I started to write web scraping code in Python recently. I was able to do a lot just using requests and BeautifulSoup. Then when I tried Staples website, I can't find the element that shown in the Developer Tools in Chrome. I did a little research and thought it might be JavaScript. I tried ghost.py and QtWebKit, and they have this SSL issues. Then I tried Selenium + PhantomJS.

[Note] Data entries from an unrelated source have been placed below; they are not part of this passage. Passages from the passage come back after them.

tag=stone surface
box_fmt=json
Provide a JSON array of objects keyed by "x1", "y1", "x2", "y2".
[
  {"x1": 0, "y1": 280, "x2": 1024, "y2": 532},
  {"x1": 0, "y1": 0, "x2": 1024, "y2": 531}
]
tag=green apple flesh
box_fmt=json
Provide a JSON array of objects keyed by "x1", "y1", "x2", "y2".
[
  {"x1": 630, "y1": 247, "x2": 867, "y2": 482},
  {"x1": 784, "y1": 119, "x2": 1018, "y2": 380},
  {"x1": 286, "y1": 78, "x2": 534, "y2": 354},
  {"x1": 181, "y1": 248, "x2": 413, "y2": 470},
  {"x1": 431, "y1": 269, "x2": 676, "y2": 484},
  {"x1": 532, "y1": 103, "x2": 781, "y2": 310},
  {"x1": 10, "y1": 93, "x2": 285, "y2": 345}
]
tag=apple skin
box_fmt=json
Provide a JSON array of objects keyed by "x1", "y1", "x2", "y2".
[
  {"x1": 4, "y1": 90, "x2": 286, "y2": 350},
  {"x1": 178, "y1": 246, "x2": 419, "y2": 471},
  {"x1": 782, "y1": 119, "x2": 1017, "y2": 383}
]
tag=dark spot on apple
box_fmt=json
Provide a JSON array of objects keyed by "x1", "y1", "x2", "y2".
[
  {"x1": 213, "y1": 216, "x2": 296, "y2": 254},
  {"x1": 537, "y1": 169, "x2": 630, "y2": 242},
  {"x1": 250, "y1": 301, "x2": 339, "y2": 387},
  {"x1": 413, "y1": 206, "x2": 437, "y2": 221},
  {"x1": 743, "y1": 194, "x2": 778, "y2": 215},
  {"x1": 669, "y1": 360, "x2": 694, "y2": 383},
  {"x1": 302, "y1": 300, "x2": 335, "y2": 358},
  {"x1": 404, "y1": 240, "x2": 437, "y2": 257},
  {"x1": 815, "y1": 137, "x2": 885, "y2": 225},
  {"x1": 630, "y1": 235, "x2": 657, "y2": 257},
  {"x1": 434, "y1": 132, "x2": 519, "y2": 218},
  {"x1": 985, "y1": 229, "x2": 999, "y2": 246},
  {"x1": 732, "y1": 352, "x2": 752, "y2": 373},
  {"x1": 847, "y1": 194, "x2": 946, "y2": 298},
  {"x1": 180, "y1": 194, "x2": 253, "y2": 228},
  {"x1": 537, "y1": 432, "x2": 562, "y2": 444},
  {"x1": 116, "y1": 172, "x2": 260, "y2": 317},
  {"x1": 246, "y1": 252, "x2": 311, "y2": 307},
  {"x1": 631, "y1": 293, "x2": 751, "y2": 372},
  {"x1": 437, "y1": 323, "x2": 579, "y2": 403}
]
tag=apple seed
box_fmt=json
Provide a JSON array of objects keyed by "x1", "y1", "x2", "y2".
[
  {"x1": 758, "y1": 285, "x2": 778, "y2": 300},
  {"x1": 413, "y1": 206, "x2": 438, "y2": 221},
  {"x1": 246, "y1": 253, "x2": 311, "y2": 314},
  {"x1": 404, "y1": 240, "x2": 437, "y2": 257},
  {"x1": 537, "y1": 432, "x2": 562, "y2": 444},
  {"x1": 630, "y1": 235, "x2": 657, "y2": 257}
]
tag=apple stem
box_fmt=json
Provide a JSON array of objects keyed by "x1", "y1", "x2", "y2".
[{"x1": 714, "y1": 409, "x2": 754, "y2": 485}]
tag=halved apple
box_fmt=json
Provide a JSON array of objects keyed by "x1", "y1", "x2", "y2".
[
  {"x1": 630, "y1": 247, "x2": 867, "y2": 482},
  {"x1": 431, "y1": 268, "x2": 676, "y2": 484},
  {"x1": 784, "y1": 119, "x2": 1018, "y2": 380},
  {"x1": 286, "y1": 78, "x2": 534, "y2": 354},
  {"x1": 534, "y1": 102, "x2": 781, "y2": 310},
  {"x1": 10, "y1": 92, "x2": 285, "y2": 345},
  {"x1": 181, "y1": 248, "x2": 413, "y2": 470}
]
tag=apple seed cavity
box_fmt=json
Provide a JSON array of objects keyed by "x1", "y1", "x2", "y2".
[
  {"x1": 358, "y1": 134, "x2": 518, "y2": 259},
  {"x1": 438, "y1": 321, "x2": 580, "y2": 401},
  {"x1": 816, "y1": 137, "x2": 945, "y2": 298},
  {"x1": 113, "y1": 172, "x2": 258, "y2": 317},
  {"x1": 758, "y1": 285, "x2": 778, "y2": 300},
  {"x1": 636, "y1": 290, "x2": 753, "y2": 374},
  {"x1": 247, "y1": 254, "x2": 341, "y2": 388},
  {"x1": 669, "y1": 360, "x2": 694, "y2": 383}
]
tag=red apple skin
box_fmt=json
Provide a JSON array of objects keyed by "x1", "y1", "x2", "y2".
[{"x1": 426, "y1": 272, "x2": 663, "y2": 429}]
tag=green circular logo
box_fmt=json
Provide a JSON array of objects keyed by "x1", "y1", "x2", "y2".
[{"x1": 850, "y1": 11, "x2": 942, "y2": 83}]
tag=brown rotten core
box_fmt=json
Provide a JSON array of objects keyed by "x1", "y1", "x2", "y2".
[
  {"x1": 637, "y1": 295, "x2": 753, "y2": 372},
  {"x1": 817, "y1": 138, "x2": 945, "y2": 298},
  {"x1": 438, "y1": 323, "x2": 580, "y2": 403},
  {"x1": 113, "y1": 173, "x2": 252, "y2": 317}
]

executable_path = os.path.dirname(os.path.abspath(__file__)) + '\\phantomjs.exe'
browser = webdriver.PhantomJS(executable_path=executable_path)
browser.get(url)
html = browser.page_source
browser.save_screenshot('./abc.png')
The screenshot1 is different than the screenshot2 from Chrome. In Chrome, there is a price block which is no shown in the PhantomJS browser. I also tried a customized header, there is no difference.
headers = { 'Accept':'*/*',
'Accept-Encoding':'gzip, deflate, sdch',
'Accept-Language':'en-US,en;q=0.8',
'Cache-Control':'max-age=0',
'User-Agent': 'Mozilla/5.0 (X11; Linux x86_64) AppleWebKit/537.36 (KHTML,
like Gecko) Chrome/48.0.2564.116 Safari/537.36'}
for key, value in enumerate(headers):
capability_key = 'phantomjs.page.customHeaders.{}'.format(key)
webdriver.DesiredCapabilities.PHANTOMJS[capability_key] = value
I want to scrape the price from the webpage. Is there some setting for Selenium I can use to get the same webpage as a regular browser?